Cerrar la puerta es tan abrupto. No, déjame verte desaparecer en el camino, lentamente. Quiero ver cómo te haces más pequeña con cada paso hasta que mis ojos ya no te alcancen y comience a sentirte, distante. Quizás sabiendo hacia dónde te vi caminar exista alguna esperanza de poder (algún día) seguirte.
No es mi estilo decir adiós, soy un observador. Las puertas que se cierran frente a mí son límites. No me gustan los límites. Déjame despedirme de ti mientras me das la espalda, alejándote. No voltees, por favor, no quiero que me veas. ¿Y si de pronto te sientes con ganas de volver? ¿Cómo interrumpo un adiós? Explícame, tú que quizás, si decides voltear, lo sabes con certeza. ¿Y si se me quitan las ganas de (algún día) ir tras de ti?
Juro que en un principio no pude cargar tu maleta. Intenté con todas mis fuerzas, de verdad, pero me vencía la idea de ayudarte a partir. Cuando la pude levantar de la cama, ya cerrada como nuestro ciclo, noté que no era pesada. ¿Eran mis heridas las que me quitaban la fuerza?, ¿o eran mis ganas de aferrarme a la inevitabilidad de lo aceptado? La insoportable levedad de tu maleta.
En el baño estaba tu sostén, el morado. Ya estaba seco, pero te confieso que lo guardé para recordar el viaje a Santiago. También me recuerda a tu risa.
Vi que guardaste el camisón con el que [no] dormías. Era fantástico rozar a media noche con tu desnudez y saberte tan suavemente cerca. Tu espalda me volvía tan vulnerable pero me hacía apretarte la mano con más fuerza. Me gustaba ver las venas de mi brazo resaltar cuando apretaba tu mano, tu espalda, tu cadera, tu cuello o tu oído, tu cabeza y tu pelo, porque me gusta el hombre que soy cuando estoy contigo, porque me vuelvo más fuerte por ti. Recuerdos de tu boca que inevitablemente (algún día) van a desaparecer, lentamente.
Y fueron tres excelentes semanas. Es por eso que no puedes cerrar la puerta. Diez días aquí en Buenos Aires, seis en Viña del Mar y cuatro en Santiago y aún así no me dejaste ver tu pasaporte. De verdad, no me importaba tu edad y estoy seguro que te llamas Raquel. ¿Domínguez? ¡Ja! No me olvidaré de la sonrisa que pones cuando te da pena estar desnuda con la cobija transparente como única prenda, tenlo por seguro. Tu apellido quiero conservarlo en el algo-así-como-Domínguez, por si (algún día) pregunto por ti.
Sabíamos que lo que viviríamos sería un cuento, no una novela, ni siquiera una novella. Nos arriesgamos. Vivimos, bebimos, reímos, caminamos, compartimos, nos vivimos. Pasamos días enteros encerrados y caminamos el parque forestal de Santiago hablando de viajes todavía incompletos.
No te podrías quedar, somos un corto plazo. Somos la experiencia que me hace sonreír al recordar. Eres quien no volví a ver y a quien si en un viaje (algún día) encuentro en un café, sonreiría y no sabría qué decir. Soy a quien no entiendes, no conoces, pero abrazas el recuerdo de unos días. Somos un capítulo, no somos un libro. Por eso no puedes cerrar la puerta, tienes que desaparecer. Me gusta así.

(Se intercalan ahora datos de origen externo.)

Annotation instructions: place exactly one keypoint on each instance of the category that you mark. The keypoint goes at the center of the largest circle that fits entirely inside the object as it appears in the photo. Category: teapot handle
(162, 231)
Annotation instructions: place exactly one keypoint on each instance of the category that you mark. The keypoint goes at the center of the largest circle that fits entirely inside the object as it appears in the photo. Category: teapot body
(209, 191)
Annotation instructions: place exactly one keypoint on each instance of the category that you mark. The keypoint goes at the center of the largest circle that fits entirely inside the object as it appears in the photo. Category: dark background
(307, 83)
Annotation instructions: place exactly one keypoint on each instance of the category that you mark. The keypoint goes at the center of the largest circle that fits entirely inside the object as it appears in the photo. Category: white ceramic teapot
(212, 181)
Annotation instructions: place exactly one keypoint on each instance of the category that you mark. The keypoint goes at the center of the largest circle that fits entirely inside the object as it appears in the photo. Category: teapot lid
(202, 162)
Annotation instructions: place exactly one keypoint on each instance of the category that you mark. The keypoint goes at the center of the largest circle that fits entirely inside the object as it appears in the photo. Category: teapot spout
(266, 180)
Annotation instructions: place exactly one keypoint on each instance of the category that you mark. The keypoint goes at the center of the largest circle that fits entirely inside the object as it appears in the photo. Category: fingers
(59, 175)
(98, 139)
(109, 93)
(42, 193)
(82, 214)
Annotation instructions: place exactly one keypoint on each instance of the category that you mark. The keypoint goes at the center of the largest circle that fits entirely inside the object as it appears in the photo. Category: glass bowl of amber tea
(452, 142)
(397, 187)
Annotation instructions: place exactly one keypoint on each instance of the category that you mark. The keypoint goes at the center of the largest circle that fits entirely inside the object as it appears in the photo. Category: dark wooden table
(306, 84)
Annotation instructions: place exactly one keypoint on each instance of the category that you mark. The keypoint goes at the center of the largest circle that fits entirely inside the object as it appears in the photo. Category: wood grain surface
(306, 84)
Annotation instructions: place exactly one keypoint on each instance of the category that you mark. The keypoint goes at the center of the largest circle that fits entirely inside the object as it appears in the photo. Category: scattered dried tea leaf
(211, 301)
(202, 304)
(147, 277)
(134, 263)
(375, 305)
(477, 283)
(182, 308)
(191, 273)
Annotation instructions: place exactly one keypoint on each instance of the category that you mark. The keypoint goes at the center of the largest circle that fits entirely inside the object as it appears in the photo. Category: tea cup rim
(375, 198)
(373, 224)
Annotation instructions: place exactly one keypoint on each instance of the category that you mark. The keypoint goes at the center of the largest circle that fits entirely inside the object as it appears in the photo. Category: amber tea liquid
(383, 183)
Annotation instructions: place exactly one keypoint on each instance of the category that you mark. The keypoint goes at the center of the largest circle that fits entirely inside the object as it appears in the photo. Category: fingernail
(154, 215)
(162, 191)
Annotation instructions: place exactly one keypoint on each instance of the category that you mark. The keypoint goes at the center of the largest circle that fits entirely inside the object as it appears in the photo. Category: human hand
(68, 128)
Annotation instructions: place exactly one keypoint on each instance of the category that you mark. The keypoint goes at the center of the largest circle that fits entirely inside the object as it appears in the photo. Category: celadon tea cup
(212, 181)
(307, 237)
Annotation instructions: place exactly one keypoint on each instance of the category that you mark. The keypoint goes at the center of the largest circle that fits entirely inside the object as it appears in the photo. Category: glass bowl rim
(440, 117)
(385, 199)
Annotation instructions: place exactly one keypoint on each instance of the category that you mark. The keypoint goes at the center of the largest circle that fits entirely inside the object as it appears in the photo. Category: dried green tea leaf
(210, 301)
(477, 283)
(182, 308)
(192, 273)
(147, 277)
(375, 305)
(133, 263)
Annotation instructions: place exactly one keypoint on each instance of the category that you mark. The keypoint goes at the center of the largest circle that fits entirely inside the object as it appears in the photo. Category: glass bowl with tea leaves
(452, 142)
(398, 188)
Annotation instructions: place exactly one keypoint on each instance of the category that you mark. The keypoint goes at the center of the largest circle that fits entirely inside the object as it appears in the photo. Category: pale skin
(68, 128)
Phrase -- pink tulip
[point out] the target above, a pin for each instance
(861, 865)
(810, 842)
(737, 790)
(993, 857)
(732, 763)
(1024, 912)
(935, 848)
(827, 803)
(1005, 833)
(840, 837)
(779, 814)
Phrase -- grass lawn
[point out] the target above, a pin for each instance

No voy a llorar. Los ciclos terminan por más cortos que sean. Las tardes mueren; me gusta observarlas irse y transformarse en noche, en un espacio que me anima a pensar. Qué bueno que te vas en la tarde. Las despedidas deberían ser siempre en las tardes para que el duelo sea una metáfora. Me sentaré en la calle ya que hayas desaparecido. Fumaré. Un poco de whisky, también, beberé. Pensaré en tu figura yendo de lo más grande a lo más pequeño lentamente, sin voltear, alejándose. Y contaré tu historia.
Se te empañan los ojos. «Todo va a estar bien». Y va a estar bien.